U.S. Customs and Border Protection officers say the passenger, Luis Jose Cabral, had just arrived on a flight from Santiago, Dominic Republic when agency officials pulled him aside to examine his luggage.
Cabral allegedly had 935 counterfeit vehicle inspection stickers hidden inside his sneakers and a photo album, according to officials.
Prosecutors estimated the value of the stickers at more than $100,000. U.S. Customs and Border Patrol said they've never seen a counterfeit bust like it and that there could be more fraudulent stickers in the city.
The significant haul suggests that the fake stickers might be connected to a larger counterfeit ring, authorities said.
If the scheme had succeeded, prosecutors say hundreds of unsafe vehicles could have been operating on the streets.

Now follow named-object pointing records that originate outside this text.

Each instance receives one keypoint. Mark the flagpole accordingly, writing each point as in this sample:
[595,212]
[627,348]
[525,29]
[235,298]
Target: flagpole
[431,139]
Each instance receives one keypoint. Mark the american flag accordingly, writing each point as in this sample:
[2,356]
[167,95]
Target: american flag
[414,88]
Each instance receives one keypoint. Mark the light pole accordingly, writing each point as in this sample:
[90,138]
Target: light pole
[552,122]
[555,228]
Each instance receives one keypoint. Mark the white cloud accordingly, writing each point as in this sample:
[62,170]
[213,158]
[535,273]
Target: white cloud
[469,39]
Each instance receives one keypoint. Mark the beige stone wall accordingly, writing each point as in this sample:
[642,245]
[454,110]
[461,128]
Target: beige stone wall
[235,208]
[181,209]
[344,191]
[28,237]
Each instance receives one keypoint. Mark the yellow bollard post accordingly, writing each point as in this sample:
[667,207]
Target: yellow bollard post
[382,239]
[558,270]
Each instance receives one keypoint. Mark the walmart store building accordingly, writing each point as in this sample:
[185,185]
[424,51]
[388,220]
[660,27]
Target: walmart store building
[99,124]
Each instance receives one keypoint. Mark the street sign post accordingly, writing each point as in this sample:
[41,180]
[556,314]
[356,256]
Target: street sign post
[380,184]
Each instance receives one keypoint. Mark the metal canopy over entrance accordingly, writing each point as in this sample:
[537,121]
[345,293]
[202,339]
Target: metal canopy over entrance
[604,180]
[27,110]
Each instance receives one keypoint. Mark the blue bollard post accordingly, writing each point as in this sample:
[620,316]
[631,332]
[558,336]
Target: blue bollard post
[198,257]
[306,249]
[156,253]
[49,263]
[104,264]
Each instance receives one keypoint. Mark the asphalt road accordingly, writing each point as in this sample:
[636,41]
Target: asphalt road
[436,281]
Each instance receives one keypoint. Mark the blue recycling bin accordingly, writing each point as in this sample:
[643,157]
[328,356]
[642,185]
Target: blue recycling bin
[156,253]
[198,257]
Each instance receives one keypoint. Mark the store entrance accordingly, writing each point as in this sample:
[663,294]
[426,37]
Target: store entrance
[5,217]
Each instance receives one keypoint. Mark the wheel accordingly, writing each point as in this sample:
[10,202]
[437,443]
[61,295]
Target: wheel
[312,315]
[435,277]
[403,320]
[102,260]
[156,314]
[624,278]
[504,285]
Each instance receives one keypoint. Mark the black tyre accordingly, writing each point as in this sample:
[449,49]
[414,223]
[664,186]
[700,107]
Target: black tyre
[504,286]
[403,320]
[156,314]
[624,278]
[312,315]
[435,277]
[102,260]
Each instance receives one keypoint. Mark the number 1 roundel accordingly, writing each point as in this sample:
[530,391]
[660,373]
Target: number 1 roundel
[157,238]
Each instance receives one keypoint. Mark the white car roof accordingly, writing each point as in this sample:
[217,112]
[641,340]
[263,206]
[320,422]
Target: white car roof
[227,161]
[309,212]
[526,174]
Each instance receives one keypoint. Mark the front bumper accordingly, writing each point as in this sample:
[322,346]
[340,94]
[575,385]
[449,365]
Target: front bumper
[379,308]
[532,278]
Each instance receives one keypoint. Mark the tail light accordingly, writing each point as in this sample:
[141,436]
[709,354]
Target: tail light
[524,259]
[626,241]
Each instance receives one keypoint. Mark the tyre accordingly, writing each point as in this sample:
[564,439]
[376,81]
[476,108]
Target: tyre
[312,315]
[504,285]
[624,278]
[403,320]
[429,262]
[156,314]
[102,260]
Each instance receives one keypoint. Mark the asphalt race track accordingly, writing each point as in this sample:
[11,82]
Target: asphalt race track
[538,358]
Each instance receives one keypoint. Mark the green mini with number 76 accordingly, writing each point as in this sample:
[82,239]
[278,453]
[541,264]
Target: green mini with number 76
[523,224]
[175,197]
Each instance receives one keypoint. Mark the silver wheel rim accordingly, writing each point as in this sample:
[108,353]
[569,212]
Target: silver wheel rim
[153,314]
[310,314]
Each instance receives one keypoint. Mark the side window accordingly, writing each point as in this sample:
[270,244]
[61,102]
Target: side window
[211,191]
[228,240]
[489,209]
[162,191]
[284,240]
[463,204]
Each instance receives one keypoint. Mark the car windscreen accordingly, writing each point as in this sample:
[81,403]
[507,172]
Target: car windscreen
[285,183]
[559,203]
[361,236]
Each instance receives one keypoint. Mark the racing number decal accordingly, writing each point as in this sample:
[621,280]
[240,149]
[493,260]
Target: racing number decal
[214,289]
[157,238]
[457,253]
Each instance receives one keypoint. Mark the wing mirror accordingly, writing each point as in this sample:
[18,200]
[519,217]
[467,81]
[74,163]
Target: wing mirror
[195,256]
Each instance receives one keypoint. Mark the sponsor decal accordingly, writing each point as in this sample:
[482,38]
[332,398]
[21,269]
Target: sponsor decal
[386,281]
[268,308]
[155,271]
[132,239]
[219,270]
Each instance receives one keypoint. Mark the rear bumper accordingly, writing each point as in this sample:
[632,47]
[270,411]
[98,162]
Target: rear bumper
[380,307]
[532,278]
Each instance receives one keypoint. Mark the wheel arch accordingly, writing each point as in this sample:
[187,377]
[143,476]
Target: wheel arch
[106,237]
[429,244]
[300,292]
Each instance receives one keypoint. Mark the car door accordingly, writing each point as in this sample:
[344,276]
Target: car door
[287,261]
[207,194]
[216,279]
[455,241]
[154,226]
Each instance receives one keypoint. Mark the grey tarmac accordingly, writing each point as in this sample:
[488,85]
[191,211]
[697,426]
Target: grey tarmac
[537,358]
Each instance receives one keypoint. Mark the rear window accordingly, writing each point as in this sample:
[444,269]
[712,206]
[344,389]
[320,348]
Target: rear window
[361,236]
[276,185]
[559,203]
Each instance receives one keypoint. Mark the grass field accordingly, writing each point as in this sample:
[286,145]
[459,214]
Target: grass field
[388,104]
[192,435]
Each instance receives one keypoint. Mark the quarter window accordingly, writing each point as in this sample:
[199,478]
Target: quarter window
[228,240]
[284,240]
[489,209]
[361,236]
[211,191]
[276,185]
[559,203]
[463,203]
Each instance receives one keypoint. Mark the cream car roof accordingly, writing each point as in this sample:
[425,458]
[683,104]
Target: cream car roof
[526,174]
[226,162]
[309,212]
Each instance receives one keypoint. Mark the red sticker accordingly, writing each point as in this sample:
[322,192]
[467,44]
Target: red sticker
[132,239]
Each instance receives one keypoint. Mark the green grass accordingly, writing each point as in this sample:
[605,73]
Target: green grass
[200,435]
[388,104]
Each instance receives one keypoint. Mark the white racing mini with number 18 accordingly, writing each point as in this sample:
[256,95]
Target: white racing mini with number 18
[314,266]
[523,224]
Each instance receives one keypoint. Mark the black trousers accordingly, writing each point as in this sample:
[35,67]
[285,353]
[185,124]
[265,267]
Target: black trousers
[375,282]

New York state has expanded the search for fakes after finding phony stickers in LIRR parking lots and other places.
The counterfeit stickers likely were intended for individuals who knew their vehicles wouldn't pass inspection, according to prosecutors. Those drivers would rather pay hundreds of dollars for a fake sticker than thousands of dollars to fix their car.
Automotive repair shop owner Joe Acini said federal agents probably noticed the faded state trademark when they found 935 counterfeit inspection stickers.
"The coloring and bar code looks good," Acini said.
The mechanic said the fake stickers put everyone's life in jeopardy because there's no way of knowing whether a car's key parts are reliable.
"You have bad tire rods, you have bad brakes, bad tires," Acini said. "Anything can happen."
Drivers were also concerned about the news.
"Those cars are not qualified to be running on the streets," John Del Valle, of the Lower East Side, said. "Dangerous. Very dangerous."
Officials say Cabral, a Dominican immigrant who lives in the Bronx, was arrested shortly after the discovery.
He was arraigned Tuesday on criminal possession of a forged instrument. The New York Times says his lawyer didn't respond to a request for comment.
If convicted of making counterfeit inspection stickers Cabral faces up to seven years in prison.